There it is. Thrilling. As in exciting and terrifying. Also terrifying. Maybe a bit confusing. Did I mention terrifying? God has a lot of growing to do if he wants this little mouse in the faith to be able to really, really serve. But this is the only thought that galvanises me, that really gets me awake and energised about the future. School loses its spice after a week or so when it's this hard. Working in a normal clinic sounds ridiculously boring (Well. Not boring, per se. Just... well... boring. Wait, that's the same as boring, isn't it. Sorry, I did try). But working just in a hospital sounds like it might suck your soul out and leave it for the vultures. I don't know where I'm going with this, except that I must have meaning to my work or I can't do it. I can only get by on rationalisations for so long. Does that make sense? Obviously I haven't had the whole path revealed to me, which is really as it should be because all I need to focus on for now is the next four weeks of my life, not the next forty years. This is what I know:
0. God is good. I also wrote, "Good is God," and "God is God," and I suppose those are also true.

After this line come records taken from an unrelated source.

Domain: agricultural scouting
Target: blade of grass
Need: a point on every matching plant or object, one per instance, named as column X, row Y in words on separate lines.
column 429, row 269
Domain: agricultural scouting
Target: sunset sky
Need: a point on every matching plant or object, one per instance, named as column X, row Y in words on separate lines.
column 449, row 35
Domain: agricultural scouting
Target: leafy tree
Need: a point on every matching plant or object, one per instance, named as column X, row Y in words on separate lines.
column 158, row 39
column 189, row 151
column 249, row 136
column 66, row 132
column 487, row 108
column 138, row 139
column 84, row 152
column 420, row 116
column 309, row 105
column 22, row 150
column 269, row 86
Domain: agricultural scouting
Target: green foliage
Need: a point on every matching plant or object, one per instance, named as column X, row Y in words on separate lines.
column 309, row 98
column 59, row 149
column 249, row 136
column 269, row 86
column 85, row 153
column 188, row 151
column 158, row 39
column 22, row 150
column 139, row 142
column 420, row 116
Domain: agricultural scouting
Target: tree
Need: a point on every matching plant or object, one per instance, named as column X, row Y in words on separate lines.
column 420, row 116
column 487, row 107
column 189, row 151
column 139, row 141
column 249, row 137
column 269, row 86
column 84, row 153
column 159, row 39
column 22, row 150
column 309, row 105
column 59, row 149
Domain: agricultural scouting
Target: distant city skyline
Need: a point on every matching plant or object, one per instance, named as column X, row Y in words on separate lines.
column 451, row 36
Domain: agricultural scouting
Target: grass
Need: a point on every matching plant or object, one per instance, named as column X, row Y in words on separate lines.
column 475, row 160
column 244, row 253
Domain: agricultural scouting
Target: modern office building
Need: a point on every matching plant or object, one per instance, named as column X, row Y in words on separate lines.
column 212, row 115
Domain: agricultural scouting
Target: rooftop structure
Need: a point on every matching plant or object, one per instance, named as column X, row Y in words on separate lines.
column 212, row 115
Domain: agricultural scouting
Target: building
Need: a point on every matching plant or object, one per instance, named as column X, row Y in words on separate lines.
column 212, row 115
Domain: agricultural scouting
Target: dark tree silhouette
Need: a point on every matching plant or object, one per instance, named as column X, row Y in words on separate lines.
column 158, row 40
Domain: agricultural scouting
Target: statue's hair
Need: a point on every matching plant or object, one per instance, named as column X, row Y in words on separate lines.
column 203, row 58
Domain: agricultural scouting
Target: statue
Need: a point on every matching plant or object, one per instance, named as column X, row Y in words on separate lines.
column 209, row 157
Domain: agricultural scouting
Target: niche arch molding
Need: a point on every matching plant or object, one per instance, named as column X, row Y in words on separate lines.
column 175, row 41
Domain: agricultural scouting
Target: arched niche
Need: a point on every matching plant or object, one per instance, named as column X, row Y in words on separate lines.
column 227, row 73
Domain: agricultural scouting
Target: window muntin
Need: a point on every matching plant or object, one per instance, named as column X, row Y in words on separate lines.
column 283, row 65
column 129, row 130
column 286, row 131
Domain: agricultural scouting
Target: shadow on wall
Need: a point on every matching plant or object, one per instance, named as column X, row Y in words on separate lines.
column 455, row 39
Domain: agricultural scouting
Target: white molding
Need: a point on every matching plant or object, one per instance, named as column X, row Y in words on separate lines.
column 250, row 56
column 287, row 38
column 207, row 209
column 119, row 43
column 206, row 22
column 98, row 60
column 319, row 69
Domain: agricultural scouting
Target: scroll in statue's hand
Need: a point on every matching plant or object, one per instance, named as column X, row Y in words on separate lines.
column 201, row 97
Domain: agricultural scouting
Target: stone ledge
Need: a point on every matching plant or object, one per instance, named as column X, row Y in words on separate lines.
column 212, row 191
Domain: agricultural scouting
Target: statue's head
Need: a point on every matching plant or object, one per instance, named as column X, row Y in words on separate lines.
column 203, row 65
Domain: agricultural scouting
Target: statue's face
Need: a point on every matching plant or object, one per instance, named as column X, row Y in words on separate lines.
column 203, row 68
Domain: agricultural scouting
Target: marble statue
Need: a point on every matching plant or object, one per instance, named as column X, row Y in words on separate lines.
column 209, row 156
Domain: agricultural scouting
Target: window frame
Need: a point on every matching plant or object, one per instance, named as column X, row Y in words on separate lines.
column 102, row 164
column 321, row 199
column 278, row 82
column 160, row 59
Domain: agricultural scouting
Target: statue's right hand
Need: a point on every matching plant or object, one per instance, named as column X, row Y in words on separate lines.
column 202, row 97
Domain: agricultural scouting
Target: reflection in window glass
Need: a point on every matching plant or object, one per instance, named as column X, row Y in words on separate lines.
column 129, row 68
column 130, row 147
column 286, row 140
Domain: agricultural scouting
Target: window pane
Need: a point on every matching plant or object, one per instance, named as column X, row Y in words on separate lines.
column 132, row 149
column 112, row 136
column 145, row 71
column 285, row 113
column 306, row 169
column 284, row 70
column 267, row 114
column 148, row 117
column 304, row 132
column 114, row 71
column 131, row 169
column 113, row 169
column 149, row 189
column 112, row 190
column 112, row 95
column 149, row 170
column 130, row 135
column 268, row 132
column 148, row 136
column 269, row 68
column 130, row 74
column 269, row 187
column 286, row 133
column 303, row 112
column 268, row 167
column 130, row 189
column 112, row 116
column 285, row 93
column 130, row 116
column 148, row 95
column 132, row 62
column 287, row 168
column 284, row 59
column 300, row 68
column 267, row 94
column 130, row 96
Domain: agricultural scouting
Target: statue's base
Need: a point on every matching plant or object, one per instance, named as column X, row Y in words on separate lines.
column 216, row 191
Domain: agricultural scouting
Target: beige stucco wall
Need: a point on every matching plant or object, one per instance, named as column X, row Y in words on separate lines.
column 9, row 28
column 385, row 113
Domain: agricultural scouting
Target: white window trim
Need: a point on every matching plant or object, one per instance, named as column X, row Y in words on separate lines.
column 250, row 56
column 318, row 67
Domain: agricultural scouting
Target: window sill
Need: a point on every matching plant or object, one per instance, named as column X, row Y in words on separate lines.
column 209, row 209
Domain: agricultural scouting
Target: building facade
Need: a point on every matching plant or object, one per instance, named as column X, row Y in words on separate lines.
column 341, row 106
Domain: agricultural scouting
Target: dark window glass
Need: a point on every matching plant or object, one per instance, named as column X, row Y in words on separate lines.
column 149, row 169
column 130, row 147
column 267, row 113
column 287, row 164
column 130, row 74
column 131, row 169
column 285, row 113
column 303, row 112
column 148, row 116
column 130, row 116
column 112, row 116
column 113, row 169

1. I have a Microbiology test on Thursday that I really need to pass. This weekend I must study for it, and also for Neuroanatomy, because...
2. I am currently failing Neuroanatomy by 0.2%; if I pass the final, I pass the class. Thus, I have to spend the next four weeks working to make sure that pass happens.
3. Matt will be gone for four weeks this summer. I have been invited (along with anyone else at school who wants to go) to go and live and work among the people who run CCHS for a period from 2-4 weeks. Thus, for part or all of the time Matt is away, I will go and begin to learn the tools for my future trade.
4. At some point in the distant future, I will finally be well-enough equipped to go and serve somewhere. And it will happen.
5. God is still good.
That's all I know about my life. More than enough to get me through the end of my little first-year experience, don't you think?